Lastly, I found that my 68 is at it's best at full 540 rpm PTO speed. More flakes per bale, less flakes to cut with each stroke, consistent bale length - it's all much better once I figured that out. However, make sure your wooden slides are in good shape if you run it that hard. I had to replace mine.

The 68 is a fine old baler and drop dead simple design.

Good luck,
Bill


----------



## Tx Jim (Jun 30, 2014)

mike10 said:


> It is the lack of hay dogs that contribute to misshaped bales when one is not working. When the plunger pushes the hay back into the chamber the dogs are supposed to hold it there. If the dogs are not functioning the hay will push forward toward the incoming charge of hay from the feeder either blocking the infeed or cause the misplacement of the charge.
> 
> The 68 balers were designed in the 50's, still in the infancy of square baler design, and for the most part worked very well for the conditions of the time. The crops the yields and the horsepower to run the machines we see today were just a dream at that time and as all things progress so has baler design.


My point is a baler with 3 hay dogs is similar to a hay baler with 6 hay dogs with 3 of the hay dogs that are non functional. A JD 336 along with other JD models only has 3 hay dogs and will make a sq bale if adjusted & fed correctly. One of the older JD model with 3 hay dogs that will make a brick of a bale is a 214. To me the largest advancement in newer model sq balers is the in-line compared to conventional sq balers.

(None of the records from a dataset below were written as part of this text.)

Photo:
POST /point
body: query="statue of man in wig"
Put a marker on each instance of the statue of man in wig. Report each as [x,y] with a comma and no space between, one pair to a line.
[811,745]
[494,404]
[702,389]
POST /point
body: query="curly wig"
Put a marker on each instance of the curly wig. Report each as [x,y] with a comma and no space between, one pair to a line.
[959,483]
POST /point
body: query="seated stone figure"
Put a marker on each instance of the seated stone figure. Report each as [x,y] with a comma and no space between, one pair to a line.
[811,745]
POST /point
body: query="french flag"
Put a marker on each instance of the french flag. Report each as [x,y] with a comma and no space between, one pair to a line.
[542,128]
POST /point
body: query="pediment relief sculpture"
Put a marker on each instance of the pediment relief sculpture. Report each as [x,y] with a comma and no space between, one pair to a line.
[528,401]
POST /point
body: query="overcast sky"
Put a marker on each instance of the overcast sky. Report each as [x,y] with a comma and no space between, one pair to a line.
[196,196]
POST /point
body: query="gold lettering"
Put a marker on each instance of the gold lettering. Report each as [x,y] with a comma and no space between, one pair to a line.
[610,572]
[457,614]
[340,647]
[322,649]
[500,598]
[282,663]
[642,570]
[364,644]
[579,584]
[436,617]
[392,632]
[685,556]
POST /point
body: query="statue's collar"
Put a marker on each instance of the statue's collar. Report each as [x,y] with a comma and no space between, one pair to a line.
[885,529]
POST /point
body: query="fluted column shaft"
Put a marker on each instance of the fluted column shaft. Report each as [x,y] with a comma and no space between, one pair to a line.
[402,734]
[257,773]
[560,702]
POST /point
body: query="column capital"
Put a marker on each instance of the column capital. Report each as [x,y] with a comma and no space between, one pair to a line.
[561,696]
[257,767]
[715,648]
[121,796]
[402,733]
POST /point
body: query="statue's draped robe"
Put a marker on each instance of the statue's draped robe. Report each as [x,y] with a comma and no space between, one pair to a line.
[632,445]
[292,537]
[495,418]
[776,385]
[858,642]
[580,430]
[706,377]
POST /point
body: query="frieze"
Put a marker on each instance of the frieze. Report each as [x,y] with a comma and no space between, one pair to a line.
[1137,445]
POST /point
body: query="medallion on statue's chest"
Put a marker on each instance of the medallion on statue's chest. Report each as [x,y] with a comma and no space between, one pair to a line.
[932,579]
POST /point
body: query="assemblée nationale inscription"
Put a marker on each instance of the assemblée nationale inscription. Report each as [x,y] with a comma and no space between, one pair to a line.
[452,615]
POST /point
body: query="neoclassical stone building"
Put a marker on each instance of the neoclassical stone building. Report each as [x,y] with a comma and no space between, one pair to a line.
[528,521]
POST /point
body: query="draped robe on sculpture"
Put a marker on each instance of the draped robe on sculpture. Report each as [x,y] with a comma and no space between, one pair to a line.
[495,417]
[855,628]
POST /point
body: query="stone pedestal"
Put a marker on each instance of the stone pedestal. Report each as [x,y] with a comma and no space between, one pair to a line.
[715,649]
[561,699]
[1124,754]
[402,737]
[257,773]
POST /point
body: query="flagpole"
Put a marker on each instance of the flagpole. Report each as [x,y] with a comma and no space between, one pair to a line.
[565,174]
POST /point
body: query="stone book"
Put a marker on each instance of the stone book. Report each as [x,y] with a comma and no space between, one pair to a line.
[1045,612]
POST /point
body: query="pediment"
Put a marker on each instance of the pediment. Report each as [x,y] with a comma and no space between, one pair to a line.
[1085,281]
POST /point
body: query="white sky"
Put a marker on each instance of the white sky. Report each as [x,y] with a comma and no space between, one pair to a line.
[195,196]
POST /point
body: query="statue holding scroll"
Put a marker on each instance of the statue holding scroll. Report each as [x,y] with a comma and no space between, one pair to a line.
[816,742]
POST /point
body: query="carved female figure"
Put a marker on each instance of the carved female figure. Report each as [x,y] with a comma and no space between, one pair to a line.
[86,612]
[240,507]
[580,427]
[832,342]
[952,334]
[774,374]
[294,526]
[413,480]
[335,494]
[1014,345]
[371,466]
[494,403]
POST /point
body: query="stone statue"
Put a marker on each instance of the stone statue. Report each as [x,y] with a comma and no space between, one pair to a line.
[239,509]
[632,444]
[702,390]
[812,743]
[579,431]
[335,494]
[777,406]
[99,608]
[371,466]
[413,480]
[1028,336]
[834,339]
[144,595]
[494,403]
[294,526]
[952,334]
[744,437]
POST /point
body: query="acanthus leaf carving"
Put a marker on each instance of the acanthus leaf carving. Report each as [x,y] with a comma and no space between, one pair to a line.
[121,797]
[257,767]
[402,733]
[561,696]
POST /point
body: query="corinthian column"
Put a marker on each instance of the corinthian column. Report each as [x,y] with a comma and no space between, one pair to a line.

I agree that the fewer number of hay dogs a baler has the more important a non functioning dog becomes as to bale shape & tying consistency.


----------



## 8350HiTech (Jul 26, 2013)

Tx Jim said:


> My point is a baler with 3 hay dogs is similar to a hay baler with 6 hay dogs with 3 of the hay dogs that are non functional. A JD 336 along with other JD models only has 3 hay dogs and will make a sq bale if adjusted & fed correctly. One of the older JD model with 3 hay dogs that will make a brick of a bale is a 214. To me the largest advancement in newer model sq balers is the in-line compared to conventional sq balers.
> 
> I agree that the fewer number of hay dogs a baler has the more important a non functioning dog becomes as to bale shape & tying consistency.


Only if the non-functioning three are perfectly placed.


----------



## 8350HiTech (Jul 26, 2013)

Agree with leeave96 regarding moving them either direction. If one way doesn't work, try the other. I know my 315 fingers were like that under some conditions.


----------



## Coondle (Aug 28, 2013)

A banana bale is the result of more hay under one twine than the other, to have an even bale, there must be an equal thickness of hay that is compressed under the left twine and right twine in the finished bale. Unequal thickness under one string when compared to the other means that the hay under one twine is softer and the bale bends toward that side and bellies out in the centre on the side with more hay under the twine.

Tx jim, please read the detail in the posts, I qualified my first post in this topic with:

"Long time since I saw a super 68 but most balers have 3 hay dogs on top of the bale case and three on the bottom just into the bale case or chute immediately outside the bale chamber."

I outlined the mechanics of why a particular set of hay dog failure would effect bale shape:

"A malfunctioning hay dog allows spring back of the hay just compressed by the plunger which uses up space in the chamber preventing the incoming charge of hay moving all the way left. May not manifest as a banana bale unless the two (Upper and lower ) hay dogs on the one side fail."

Notwithstanding the NH 68 only having a total of 3 hay dogs which Mike 10 clarified and I thank him for that, but you will see that they are arranged symmetrically on the vertical axis of the bale case:

One in the centre bottom and two in the top of the bale case, one each side of the centre line.

Consider the delivery of hay to the bale chamber.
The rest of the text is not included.